What’s more, the region is heavily populated – 275 million people live in Indonesia alone – and its social safety nets cannot support all those displaced by disasters.
The government review is a crucial first step in preparing Australia for the dangers ahead. But to be successful, it must avoid these five pitfalls.
1. Narrow definition of national security
Climate change will no doubt challenge our defence force, threatening military infrastructure and readiness. It will also exacerbate tensions in military hotspots such as the South China Sea, where sea level rise and ocean warming will amplify disputes over maritime boundaries and fisheries.
But the most pressing regional security threats will come from climate change disruptions to social systems. In particular, disruptions to food, water and energy will displace large populations, undermine the legitimacy of governments and cause other social upheaval.
The issues go far beyond traditional national security portfolios such as Defence, Foreign Affairs, Home Affairs and intelligence agencies. A wide range of government departments must be involved in addressing these risks.

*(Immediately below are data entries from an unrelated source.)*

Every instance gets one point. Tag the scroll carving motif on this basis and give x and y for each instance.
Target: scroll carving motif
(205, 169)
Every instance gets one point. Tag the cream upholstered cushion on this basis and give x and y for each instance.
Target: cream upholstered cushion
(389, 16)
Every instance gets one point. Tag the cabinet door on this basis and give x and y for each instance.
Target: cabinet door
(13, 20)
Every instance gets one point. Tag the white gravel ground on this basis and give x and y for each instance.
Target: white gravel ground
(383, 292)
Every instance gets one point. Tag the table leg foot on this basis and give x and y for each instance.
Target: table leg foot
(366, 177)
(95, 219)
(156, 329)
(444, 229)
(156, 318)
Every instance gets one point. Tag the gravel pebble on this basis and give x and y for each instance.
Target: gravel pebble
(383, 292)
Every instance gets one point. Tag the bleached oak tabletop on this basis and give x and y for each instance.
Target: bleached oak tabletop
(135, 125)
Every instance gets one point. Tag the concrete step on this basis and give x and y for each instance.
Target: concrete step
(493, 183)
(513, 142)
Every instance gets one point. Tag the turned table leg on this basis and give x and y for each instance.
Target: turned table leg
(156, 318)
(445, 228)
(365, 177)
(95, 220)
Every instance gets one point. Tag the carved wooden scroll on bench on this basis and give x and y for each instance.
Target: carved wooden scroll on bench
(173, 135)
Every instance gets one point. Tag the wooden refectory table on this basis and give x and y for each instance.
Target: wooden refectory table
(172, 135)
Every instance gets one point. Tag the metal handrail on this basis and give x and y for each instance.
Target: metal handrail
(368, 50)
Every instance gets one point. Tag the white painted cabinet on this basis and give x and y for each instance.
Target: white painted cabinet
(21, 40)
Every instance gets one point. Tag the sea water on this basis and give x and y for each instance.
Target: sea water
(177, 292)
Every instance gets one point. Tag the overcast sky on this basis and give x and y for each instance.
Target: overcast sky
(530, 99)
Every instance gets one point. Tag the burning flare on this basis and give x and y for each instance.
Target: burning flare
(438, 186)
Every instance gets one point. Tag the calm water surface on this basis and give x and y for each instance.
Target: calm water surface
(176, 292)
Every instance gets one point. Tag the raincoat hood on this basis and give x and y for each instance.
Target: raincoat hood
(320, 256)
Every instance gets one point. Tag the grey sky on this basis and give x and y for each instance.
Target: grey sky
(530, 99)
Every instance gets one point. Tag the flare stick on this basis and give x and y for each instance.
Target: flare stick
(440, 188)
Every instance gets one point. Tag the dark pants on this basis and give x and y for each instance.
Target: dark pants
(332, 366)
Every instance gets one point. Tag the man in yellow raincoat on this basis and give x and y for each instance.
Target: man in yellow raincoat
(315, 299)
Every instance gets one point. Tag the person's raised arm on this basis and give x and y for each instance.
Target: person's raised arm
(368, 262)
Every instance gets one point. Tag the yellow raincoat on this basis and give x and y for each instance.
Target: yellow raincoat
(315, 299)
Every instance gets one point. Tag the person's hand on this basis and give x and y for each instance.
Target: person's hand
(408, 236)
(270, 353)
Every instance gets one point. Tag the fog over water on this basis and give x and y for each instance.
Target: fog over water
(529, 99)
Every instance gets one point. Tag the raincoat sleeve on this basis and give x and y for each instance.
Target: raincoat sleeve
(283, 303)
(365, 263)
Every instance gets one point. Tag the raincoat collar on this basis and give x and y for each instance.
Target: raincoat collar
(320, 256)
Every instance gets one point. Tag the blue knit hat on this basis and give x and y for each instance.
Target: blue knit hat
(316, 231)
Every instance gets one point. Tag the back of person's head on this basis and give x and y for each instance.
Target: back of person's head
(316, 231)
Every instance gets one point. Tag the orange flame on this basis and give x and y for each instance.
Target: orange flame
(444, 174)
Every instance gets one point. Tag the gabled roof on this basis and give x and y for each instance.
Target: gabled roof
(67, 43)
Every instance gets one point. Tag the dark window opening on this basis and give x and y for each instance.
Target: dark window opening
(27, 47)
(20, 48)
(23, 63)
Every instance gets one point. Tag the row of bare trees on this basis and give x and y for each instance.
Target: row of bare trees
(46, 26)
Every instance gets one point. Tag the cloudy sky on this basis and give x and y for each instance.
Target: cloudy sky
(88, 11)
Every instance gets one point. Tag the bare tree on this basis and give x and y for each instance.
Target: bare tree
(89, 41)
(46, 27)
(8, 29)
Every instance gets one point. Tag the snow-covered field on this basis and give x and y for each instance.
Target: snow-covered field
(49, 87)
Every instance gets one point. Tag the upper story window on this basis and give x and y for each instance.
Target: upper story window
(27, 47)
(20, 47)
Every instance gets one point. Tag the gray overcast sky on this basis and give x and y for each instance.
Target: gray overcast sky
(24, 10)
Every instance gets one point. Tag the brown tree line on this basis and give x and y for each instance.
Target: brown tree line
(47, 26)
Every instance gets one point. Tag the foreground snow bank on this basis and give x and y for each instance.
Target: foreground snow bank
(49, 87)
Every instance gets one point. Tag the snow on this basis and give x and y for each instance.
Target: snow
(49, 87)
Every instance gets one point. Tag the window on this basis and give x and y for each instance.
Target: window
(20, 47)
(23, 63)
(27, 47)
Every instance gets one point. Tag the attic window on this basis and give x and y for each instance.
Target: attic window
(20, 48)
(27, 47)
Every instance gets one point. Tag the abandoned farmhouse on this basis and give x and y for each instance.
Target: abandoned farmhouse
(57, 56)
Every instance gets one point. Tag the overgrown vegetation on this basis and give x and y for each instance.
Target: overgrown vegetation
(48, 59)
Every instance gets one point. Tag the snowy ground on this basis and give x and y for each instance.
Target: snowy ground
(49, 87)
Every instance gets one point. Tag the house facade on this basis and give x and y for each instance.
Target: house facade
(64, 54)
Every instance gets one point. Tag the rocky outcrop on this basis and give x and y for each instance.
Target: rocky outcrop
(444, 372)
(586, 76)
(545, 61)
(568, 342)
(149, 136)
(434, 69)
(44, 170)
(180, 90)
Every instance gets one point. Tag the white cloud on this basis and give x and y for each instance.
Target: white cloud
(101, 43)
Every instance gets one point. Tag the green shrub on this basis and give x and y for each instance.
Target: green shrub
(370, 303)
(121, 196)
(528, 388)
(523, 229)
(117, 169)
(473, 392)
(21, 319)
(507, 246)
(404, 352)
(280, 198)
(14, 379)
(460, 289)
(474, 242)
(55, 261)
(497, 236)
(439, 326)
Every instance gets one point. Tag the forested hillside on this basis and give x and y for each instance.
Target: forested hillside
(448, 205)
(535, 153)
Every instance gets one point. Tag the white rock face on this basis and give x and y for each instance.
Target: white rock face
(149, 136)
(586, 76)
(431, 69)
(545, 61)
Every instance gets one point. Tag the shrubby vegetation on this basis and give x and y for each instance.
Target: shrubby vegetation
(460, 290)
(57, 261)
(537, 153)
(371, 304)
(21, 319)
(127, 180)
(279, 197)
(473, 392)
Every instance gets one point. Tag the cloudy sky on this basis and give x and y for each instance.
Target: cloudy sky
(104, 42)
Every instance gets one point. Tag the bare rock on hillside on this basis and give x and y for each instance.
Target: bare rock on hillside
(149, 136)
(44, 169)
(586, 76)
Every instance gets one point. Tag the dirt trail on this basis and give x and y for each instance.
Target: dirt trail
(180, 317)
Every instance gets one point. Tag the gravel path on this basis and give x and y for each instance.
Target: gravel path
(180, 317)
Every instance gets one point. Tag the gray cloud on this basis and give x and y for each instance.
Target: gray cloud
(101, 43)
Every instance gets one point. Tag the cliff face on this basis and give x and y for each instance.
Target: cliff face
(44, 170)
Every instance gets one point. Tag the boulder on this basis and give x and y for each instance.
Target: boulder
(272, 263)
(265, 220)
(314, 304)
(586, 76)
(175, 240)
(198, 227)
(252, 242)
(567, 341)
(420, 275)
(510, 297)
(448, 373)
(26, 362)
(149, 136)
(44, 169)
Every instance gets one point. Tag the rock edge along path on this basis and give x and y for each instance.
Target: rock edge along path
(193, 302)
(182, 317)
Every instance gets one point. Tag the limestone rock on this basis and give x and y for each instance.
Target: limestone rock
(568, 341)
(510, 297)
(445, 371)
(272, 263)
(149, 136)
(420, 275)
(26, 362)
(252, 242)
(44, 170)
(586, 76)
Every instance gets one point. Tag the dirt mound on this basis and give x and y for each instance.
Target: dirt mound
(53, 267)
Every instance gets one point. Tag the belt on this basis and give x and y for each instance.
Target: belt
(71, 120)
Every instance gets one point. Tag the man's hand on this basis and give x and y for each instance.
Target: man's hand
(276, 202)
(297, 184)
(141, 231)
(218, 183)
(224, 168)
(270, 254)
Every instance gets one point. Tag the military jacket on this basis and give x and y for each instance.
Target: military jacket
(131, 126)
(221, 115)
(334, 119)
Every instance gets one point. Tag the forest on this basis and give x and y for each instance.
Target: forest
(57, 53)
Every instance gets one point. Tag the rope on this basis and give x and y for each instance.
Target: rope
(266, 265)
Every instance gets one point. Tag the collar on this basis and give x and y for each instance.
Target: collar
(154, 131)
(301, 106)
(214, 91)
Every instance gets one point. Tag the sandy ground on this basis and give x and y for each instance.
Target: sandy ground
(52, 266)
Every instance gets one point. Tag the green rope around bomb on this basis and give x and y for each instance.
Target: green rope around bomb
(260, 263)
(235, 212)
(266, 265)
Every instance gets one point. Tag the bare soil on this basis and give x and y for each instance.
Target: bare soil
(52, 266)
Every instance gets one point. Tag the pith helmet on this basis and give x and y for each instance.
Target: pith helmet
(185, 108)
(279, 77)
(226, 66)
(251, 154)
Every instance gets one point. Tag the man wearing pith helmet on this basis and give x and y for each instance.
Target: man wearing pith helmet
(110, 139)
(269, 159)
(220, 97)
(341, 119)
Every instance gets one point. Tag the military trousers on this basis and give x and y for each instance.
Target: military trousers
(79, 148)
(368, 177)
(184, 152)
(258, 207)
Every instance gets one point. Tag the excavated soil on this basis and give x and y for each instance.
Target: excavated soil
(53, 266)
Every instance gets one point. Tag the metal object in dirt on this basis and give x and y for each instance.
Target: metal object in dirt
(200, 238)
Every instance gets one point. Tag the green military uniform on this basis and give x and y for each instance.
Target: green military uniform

2. Focusing too much on overseas threats
The risk assessment should consider the need to both respond to climate harms within Australia while being prepared to meet overseas threats, such as military instability abroad. This will primarily require personnel to deal with both tasks.
During the election campaign, Labor mooted a new civilian national disaster response force. This force would free Defence to meet intensifying military threats abroad.
A review too heavily focused on overseas threats would miss the need for such measures.
3. Taking a siloed view
Most analysis of climate damage tends to focus on individual, rather than system-wide, impacts.
For example, a study might examine how rising temperatures will reduce food production, but not the compounding effects of hazards happening at the same time such as floods, drought and increased pests.
It’s difficult to analyse how hazards can trigger cascades of disruptions across society. But unless the review grapples with this reality, it will fundamentally misjudge the scale of the challenge.
4. Underestimating the urgency
It’s easy to assume the pace of climate impacts we’ve experienced in the recent past is what to expect in future. But in fact, these impacts are now increasing rapidly.
Extreme heat events, for example, have mushroomed 90-fold over the past decade, relative to the previous 30 years. Severe one-in-100-year flood events will soon become annual events in many parts of the world.
These changes are already visible in Southeast Asia where sea levels are rising at the fastest pace globally. Some 75 million Indonesians are now exposed to high flood risk.
So the risk assessment must avoid miscalculating how soon major disruptions to society will be felt.
Labor wants the review completed urgently (although it will be updated regularly). With time pressures, some shortcuts will be needed. But the assessment team should avoid oversimplifying the process.
It would be unfortunate, for example, if the review involved a series of common questions presented to government departments, with the answers collated to form the final report. This was essentially the approach of the Biden administration in the US. The result was a patchy assessment with little whole-of-government integration.
Ideally, the process should begin with consultation across government to identify the key objectives – many of which will fall within the mandates of multiple government department, such as:
- securing our borders
- ensuring energy security
- tackling transnational organised crime
- countering terrorism and violent extremism.
The objectives would be the reference points for the review, and relevant government agencies would work together to identify the risks and responses.
For example, China’s regional trajectory cannot be understood separately from the risks posed by climate change. Australia must develop a deep and nuanced understanding of how climate change may affect Australian efforts to compete (or cooperate) with China in the region. The review should lay the groundwork for this.
Getting it right
Climate threats exist all at once in every direction: domestically, regionally, and internationally. This is the core challenge the review must tackle.
It will take exceptionally good judgement and execution to ensure that the risk assessment avoids becoming a platitude or, at the other extreme, mired in complexity.
Our national security, and the safety and well-being of all Australians, depends on getting it right.